In the pediatric age group, pheochromocytoma usually occurs in older children; the typical pediatric age range for this tumor is 6 to 14 years. A family history is present in a minority of patients. Approximately 25% of patients with sporadic pheochromocytoma have identifiable germline mutations. Functioning adrenal medullary hyperplasia may be a precursor of pheochromocytoma, with diffuse medullary hyperplasia representing the initial pathological change in the adrenal gland that leads to the development of nodular hyperplasia and an adrenal medullary tumor.
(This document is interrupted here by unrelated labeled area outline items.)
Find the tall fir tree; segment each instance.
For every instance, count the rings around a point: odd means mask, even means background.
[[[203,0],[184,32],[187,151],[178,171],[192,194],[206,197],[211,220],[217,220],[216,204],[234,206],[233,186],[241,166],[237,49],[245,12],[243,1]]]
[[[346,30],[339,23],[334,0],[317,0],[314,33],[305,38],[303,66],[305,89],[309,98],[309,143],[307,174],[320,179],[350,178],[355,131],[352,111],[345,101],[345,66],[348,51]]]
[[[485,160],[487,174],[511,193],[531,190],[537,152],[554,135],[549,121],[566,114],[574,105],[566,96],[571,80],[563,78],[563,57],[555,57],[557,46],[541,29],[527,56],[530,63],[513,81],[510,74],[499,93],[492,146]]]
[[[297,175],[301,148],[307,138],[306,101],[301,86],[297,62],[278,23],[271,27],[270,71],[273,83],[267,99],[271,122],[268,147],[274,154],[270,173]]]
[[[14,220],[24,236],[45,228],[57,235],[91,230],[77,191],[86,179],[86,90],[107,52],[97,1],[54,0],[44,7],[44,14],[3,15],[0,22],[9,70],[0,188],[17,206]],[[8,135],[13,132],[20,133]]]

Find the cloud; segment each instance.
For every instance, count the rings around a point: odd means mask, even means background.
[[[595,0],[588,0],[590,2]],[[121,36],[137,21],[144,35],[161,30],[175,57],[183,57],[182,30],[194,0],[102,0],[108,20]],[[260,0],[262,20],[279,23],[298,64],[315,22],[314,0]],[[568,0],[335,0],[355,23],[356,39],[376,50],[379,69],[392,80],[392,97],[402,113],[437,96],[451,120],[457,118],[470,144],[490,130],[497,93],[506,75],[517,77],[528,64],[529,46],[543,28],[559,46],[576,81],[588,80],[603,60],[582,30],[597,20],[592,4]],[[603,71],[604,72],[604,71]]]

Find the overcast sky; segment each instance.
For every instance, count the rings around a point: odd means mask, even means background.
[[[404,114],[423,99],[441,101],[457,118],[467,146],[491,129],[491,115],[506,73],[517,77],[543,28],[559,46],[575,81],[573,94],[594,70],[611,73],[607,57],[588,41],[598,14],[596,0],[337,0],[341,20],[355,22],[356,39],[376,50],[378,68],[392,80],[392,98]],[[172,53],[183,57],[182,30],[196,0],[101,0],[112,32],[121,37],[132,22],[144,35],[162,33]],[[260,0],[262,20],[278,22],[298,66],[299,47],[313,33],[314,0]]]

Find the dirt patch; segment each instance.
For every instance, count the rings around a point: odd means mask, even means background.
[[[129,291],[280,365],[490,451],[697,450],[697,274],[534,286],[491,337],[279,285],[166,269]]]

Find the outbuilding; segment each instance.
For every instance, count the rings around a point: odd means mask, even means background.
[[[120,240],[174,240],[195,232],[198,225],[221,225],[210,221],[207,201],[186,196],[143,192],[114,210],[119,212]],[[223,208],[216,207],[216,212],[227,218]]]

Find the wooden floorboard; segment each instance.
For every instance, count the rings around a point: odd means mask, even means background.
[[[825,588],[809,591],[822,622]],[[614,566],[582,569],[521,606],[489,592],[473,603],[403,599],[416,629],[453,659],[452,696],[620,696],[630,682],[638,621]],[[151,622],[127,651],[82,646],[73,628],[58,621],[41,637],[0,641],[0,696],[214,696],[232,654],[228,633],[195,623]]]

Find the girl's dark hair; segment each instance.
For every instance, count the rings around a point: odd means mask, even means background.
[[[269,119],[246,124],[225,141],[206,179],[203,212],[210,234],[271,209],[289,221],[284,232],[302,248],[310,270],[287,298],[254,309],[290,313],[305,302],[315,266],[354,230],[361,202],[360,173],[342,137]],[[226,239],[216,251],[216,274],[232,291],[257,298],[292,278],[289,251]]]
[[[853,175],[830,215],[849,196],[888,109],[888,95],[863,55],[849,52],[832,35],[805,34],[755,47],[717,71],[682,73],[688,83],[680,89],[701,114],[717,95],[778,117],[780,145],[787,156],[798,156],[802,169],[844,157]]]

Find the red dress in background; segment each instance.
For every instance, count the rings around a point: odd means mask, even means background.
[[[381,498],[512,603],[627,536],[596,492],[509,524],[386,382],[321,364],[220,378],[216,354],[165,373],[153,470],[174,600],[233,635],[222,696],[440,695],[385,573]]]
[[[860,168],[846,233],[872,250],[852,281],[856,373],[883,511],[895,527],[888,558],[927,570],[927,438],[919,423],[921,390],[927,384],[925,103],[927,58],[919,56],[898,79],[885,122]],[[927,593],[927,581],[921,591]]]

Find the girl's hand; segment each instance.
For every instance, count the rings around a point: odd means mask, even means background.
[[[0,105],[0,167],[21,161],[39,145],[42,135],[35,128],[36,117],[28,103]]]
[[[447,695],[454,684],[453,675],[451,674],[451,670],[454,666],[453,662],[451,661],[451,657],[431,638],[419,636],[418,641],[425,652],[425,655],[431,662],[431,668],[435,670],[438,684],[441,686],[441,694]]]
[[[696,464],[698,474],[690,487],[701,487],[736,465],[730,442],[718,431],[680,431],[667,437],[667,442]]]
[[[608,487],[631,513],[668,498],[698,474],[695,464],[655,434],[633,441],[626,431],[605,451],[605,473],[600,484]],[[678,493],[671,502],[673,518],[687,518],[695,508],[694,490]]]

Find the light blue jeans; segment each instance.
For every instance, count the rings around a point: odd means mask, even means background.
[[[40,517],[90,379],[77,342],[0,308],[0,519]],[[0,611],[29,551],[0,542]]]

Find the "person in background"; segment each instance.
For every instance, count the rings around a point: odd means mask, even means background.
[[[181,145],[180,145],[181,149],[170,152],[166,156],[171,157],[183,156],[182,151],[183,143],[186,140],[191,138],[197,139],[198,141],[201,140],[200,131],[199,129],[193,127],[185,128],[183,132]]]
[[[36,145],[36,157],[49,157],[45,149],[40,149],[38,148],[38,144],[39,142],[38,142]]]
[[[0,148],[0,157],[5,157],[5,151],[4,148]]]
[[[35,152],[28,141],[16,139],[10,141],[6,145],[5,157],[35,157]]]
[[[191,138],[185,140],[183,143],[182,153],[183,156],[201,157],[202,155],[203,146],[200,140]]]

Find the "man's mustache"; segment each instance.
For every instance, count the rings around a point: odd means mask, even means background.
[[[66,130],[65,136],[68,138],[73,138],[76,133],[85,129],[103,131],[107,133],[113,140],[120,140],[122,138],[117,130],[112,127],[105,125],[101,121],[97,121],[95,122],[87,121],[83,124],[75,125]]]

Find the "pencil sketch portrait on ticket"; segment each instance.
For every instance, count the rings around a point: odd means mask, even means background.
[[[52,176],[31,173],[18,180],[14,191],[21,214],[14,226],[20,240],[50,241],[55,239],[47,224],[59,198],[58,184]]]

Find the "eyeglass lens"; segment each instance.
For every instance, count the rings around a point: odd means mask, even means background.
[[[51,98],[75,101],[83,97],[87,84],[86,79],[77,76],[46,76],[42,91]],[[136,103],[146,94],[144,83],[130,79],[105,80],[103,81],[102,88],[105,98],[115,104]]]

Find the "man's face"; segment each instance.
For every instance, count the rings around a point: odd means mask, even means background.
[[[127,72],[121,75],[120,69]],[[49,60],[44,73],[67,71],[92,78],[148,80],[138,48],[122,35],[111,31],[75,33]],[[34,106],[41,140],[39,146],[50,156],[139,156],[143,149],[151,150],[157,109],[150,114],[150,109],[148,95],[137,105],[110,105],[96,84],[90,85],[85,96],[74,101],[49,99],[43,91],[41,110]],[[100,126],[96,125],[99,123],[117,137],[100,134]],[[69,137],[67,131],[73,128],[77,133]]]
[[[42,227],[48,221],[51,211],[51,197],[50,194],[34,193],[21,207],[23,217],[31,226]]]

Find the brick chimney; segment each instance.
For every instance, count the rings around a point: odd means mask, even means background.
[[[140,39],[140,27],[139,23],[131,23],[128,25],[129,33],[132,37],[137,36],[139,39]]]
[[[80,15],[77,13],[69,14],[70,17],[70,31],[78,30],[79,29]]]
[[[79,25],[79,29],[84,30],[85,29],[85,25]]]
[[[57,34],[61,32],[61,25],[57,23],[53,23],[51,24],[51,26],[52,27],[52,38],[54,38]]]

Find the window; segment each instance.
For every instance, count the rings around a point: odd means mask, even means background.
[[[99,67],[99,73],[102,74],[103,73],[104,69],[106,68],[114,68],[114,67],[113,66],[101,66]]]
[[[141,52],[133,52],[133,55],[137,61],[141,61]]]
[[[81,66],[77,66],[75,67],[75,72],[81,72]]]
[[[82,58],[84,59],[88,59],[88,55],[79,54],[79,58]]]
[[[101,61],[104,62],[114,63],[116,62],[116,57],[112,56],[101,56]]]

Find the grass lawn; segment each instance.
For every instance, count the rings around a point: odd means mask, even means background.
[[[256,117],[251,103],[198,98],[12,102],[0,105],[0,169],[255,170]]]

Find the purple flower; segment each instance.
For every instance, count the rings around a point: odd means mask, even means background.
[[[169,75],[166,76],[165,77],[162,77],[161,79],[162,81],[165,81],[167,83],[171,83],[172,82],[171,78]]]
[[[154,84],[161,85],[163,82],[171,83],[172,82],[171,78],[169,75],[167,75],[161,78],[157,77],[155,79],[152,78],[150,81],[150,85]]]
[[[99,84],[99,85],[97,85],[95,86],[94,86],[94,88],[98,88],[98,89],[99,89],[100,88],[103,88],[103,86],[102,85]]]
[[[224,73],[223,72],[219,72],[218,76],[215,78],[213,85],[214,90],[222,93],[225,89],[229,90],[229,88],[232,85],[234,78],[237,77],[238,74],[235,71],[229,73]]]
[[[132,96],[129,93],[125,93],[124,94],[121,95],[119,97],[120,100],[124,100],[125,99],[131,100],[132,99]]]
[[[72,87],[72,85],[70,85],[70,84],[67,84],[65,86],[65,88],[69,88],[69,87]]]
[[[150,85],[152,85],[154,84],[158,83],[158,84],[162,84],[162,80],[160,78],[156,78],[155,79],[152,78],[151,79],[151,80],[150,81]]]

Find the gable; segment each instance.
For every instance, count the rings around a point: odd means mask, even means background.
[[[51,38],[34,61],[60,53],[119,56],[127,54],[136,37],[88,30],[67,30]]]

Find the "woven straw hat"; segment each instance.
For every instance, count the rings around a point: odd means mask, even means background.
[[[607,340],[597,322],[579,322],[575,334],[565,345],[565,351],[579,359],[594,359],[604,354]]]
Pheochromocytoma can arise in patients with neurofibromatosis type 1, von Hippel-Lindau disease, Sturge Weber syndrome, tuberous sclerosis, and multiple endocrine neoplasia types IIA, IIB, and III. Approximately 90% of pheochromocytomas in children are benign. Pheochromocytoma is a lesion of “ten percents”: 10% bilateral, 10% in children, 10% extraadrenal, 10% familial, and 10% malignant.^63,64

Pheochromocytomas are endocrinologically active and secrete catecholamines. This tumor can precipitate life-threatening hypertension or cardiac arrhythmias because of excessive catecholamine secretion. The most common presenting symptom of pheochromocytoma is constant or paroxysmal headache due to hypertension. Patients with pheochromocytoma are chronically vasoconstricted because of the high levels of circulating catecholamines; therefore, there is diminished overall blood volume. Catecholamine secretion from a pheochromocytoma is independent of neurogenic control. The size of the tumor does not correlate with the severity of symptoms. Labile hypertension and tremors are common. Phentolamine is the medication of choice for a pheochromocytoma-related hypertensive crisis. Approximately 10% of patients with this tumor are asymptomatic, presumably due to minimal catecholamine secretion.